Ahora bien, como, además, el término “hijo” escrito en griego significaba también “siervo”, hay aquí una alusión al Siervo sufriente prefigurado en la
profecía de Isaías (42,1), y que Marcos (y los otros Sinópticos) parece tener
en cuenta. Jesús es proclamado por la voz celestial como el enviado último y
definitivo de Dios. Jesús asume esa conciencia de su propio ser y acepta su
misión precisamente como el paso por un bautismo: ¿Pueden beber el cáliz que voy a beber y ser bautizados en el bautismo
que voy a pasar? (Mc 10,38). En el Jordán queda estructurado el camino de
Jesús y del cristiano, camino contrario al que el mundo ofrece, camino del
Hijo-Siervo de Dios que conduce a la exaltación.

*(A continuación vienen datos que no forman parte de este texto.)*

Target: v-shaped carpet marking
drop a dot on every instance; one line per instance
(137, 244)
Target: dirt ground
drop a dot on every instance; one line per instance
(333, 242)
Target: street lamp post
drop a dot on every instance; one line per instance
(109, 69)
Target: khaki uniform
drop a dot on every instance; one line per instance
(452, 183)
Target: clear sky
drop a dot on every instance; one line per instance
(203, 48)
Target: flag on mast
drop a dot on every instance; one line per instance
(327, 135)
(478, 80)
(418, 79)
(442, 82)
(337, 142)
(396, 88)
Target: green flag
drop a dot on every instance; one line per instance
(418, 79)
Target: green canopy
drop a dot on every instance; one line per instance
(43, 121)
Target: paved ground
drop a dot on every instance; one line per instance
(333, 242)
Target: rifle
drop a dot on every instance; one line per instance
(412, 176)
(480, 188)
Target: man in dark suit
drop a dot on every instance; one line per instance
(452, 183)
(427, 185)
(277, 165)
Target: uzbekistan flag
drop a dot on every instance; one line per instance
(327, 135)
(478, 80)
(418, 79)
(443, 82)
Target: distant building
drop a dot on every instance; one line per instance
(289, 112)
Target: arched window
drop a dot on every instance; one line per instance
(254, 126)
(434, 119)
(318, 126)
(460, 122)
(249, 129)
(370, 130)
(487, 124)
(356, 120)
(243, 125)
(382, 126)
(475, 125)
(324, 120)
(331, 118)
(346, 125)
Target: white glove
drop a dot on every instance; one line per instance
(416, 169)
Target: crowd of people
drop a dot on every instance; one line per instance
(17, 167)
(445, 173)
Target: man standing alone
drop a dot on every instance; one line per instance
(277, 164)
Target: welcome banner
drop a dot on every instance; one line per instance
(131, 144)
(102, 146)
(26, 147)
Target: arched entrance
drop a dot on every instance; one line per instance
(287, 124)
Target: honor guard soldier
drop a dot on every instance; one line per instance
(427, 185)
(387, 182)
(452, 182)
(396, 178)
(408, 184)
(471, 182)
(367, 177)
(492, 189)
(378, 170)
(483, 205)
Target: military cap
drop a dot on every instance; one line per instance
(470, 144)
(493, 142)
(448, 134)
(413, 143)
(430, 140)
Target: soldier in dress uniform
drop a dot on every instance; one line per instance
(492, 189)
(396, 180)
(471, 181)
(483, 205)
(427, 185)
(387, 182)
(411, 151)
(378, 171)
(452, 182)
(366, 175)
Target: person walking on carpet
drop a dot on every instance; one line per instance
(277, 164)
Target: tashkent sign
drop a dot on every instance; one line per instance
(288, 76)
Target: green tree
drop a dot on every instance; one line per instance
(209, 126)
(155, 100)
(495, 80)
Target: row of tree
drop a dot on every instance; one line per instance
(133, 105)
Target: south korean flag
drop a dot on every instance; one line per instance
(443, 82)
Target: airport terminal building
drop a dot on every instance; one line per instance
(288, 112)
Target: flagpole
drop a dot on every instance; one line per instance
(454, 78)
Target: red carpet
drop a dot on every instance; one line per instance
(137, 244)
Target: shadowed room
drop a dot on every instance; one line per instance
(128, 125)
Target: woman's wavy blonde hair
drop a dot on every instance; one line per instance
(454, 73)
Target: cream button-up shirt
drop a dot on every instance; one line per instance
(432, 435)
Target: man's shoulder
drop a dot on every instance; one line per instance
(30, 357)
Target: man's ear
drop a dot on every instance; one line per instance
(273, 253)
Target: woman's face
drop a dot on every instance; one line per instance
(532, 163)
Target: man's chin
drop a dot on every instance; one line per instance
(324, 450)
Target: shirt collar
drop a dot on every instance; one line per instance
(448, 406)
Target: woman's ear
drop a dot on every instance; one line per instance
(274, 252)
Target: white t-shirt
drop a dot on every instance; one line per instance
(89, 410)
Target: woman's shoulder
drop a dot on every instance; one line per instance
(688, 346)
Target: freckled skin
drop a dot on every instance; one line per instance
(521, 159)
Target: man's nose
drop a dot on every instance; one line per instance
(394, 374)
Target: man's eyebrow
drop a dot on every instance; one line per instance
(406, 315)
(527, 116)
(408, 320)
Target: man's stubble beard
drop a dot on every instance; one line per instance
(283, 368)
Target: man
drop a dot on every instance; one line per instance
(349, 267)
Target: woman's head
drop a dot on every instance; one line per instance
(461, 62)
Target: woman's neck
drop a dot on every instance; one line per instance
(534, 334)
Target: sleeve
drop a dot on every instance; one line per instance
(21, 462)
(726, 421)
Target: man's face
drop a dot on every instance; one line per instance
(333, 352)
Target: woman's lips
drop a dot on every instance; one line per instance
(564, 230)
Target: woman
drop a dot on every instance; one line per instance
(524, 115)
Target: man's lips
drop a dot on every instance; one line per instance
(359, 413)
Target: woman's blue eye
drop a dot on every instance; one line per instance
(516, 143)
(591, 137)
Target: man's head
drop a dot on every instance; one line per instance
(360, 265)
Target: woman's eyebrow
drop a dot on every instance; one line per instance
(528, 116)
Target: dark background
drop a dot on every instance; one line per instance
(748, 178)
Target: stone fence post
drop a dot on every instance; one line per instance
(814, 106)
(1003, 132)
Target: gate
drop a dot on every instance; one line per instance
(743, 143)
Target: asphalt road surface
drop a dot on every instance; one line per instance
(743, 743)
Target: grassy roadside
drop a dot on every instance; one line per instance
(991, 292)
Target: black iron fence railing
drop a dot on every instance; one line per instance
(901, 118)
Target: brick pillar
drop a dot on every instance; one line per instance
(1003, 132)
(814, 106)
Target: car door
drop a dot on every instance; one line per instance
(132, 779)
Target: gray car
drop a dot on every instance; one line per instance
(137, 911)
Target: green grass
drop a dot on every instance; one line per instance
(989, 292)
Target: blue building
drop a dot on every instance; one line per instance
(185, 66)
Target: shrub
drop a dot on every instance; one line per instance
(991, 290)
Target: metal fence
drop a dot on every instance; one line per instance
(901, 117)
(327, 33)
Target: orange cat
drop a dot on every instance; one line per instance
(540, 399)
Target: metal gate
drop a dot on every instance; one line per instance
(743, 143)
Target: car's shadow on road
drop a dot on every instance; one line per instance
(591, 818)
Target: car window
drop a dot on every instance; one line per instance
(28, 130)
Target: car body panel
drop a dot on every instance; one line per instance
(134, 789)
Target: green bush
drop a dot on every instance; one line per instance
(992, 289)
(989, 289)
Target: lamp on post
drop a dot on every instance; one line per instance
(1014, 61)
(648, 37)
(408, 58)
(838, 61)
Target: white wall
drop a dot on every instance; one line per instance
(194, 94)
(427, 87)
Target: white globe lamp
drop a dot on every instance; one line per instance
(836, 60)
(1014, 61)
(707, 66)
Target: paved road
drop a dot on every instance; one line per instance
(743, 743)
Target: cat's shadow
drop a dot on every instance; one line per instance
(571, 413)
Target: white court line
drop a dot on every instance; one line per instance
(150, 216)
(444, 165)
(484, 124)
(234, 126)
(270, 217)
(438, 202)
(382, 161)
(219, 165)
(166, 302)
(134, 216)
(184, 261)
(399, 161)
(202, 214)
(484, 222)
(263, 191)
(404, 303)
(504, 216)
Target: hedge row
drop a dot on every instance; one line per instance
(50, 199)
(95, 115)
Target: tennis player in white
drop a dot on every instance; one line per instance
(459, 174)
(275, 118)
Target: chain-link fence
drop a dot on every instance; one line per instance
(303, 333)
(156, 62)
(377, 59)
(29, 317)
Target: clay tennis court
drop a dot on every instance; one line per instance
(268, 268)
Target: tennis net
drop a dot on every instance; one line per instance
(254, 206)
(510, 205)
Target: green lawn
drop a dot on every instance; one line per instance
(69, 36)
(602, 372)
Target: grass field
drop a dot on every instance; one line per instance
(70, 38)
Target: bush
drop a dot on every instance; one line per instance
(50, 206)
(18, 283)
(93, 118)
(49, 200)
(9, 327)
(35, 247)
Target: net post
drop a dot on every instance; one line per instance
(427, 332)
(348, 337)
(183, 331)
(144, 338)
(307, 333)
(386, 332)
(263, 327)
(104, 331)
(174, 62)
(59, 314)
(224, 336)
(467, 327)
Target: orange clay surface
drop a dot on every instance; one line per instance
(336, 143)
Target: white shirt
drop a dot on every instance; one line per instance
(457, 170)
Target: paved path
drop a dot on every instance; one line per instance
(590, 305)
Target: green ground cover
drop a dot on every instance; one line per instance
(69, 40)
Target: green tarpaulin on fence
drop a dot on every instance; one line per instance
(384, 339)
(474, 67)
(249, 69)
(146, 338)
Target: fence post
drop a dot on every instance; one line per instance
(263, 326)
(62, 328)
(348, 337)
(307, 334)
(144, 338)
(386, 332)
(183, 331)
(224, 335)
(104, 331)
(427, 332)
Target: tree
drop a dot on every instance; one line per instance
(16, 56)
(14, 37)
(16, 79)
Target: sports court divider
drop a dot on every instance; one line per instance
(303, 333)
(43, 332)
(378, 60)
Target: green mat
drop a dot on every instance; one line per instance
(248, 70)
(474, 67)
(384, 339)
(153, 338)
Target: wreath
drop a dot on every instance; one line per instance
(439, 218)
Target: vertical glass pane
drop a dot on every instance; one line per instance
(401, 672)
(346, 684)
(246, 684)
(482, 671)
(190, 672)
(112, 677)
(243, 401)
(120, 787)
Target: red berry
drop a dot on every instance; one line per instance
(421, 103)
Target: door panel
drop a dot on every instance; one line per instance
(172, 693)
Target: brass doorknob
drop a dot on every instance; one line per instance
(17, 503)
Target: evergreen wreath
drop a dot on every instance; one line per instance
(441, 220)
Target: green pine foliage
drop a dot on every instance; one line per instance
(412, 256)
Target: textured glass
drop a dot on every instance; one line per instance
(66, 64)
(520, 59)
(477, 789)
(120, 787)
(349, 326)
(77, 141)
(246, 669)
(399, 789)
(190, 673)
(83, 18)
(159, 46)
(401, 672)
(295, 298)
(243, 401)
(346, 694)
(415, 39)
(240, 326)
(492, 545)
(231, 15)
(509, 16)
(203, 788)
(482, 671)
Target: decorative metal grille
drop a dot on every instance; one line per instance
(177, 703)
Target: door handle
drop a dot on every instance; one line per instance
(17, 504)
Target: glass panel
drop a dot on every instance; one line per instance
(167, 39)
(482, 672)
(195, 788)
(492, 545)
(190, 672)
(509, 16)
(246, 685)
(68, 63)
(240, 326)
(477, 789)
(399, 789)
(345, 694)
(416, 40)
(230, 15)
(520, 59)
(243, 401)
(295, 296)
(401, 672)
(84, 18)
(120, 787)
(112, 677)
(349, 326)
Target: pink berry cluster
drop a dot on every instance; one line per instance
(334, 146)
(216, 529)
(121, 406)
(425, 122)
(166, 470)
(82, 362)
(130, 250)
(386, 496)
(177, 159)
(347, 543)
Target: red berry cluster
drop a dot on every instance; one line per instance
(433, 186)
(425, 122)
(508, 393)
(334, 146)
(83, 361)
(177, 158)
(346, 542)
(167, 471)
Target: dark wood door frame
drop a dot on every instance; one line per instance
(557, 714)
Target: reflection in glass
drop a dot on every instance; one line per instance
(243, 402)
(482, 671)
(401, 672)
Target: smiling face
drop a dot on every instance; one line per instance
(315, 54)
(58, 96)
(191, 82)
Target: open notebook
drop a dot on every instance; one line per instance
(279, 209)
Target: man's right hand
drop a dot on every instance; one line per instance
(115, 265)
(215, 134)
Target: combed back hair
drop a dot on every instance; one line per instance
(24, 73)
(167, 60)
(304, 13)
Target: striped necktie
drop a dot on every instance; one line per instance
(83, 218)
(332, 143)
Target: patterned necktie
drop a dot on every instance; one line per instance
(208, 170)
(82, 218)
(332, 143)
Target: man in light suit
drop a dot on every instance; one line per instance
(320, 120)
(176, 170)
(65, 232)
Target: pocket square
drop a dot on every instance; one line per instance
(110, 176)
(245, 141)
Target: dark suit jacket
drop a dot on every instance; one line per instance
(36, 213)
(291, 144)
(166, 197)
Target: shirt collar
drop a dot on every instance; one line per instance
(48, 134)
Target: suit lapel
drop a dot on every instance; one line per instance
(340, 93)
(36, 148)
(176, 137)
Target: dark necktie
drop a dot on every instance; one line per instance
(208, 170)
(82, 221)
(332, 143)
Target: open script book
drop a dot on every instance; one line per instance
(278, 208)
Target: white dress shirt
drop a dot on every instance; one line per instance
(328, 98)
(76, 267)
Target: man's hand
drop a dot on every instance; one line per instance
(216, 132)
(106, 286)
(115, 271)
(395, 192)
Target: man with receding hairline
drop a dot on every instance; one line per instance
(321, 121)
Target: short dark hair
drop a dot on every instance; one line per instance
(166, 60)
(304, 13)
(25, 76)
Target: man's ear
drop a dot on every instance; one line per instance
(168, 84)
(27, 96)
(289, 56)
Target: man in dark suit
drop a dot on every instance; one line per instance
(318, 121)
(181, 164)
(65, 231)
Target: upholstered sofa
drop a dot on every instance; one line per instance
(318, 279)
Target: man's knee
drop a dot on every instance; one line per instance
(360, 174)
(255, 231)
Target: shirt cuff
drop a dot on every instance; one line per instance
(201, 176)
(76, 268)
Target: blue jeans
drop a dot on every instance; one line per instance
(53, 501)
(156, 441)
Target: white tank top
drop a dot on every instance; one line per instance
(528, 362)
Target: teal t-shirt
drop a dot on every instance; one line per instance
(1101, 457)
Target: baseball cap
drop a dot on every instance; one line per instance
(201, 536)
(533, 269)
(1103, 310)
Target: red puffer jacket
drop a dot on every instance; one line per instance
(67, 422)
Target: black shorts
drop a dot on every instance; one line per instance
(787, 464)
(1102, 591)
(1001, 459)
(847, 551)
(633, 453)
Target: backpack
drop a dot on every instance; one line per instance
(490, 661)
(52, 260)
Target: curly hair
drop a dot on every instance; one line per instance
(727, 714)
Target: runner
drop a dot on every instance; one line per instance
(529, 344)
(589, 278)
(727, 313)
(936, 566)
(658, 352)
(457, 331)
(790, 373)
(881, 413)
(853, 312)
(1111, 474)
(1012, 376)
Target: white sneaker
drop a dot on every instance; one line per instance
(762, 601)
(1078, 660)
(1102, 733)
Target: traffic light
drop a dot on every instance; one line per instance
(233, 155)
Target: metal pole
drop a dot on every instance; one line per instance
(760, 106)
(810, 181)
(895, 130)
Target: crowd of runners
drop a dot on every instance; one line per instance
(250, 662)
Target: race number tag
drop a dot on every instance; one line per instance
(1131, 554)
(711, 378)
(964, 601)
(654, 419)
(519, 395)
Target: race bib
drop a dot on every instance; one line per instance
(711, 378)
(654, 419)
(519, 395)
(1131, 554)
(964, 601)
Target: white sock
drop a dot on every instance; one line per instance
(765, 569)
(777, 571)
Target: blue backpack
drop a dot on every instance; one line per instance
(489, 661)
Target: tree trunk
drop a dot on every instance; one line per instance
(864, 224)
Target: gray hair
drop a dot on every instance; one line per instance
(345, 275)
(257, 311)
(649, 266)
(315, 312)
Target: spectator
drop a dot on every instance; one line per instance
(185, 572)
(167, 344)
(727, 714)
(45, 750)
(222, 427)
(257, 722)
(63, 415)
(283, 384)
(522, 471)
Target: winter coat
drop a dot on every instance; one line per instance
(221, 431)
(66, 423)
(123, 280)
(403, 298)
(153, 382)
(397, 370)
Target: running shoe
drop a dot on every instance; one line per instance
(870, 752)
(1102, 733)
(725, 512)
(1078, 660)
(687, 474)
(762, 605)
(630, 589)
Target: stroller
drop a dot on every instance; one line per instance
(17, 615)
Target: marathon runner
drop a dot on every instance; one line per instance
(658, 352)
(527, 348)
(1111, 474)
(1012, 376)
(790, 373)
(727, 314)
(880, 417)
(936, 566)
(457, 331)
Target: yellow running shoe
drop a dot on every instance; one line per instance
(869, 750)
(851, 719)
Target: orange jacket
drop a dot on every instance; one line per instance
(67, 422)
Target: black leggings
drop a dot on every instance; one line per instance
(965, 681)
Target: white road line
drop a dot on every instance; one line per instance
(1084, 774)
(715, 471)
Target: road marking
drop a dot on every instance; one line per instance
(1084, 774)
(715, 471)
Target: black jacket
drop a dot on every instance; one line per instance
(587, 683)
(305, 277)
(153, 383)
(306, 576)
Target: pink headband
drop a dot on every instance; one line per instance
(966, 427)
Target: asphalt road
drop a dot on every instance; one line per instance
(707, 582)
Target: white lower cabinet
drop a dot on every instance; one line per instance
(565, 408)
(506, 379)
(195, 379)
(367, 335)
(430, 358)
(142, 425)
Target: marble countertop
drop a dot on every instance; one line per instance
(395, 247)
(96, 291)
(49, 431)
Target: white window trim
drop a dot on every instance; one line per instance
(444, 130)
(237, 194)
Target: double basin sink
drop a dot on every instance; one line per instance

Digamos, en fin, que el relato del bautismo de Jesús remite al
significado del bautismo en la Iglesia, con el que nos unimos a Cristo. También
nosotros fuimos bautizados. Dios entró en lo más íntimo de nuestro ser y puso
en él su propio ser divino. Esta es nuestra verdad: que ya desde los primeros días
de nuestra vida, Dios se comprometió con nosotros, y de manera pública e
irreversible. Tú eres mi hijo, dijo
también de cada uno de nosotros. Y a partir de entonces habita en la
profundidad de nuestro ser, haciéndonos capaces de decirle con infinita
confianza: Abba, Padre querido.
Confirmemos nuestro bautismo, demos testimonio de él con lo que
hacemos y vivimos. ¡Podemos vivir como bautizados! Afirmemos públicamente que
por nuestro bautismo pertenecemos a Dios, estamos ungidos y configurados con
Cristo –alter Christus-, para continuar
su obra: hacer el bien, liberar, practicar la justicia.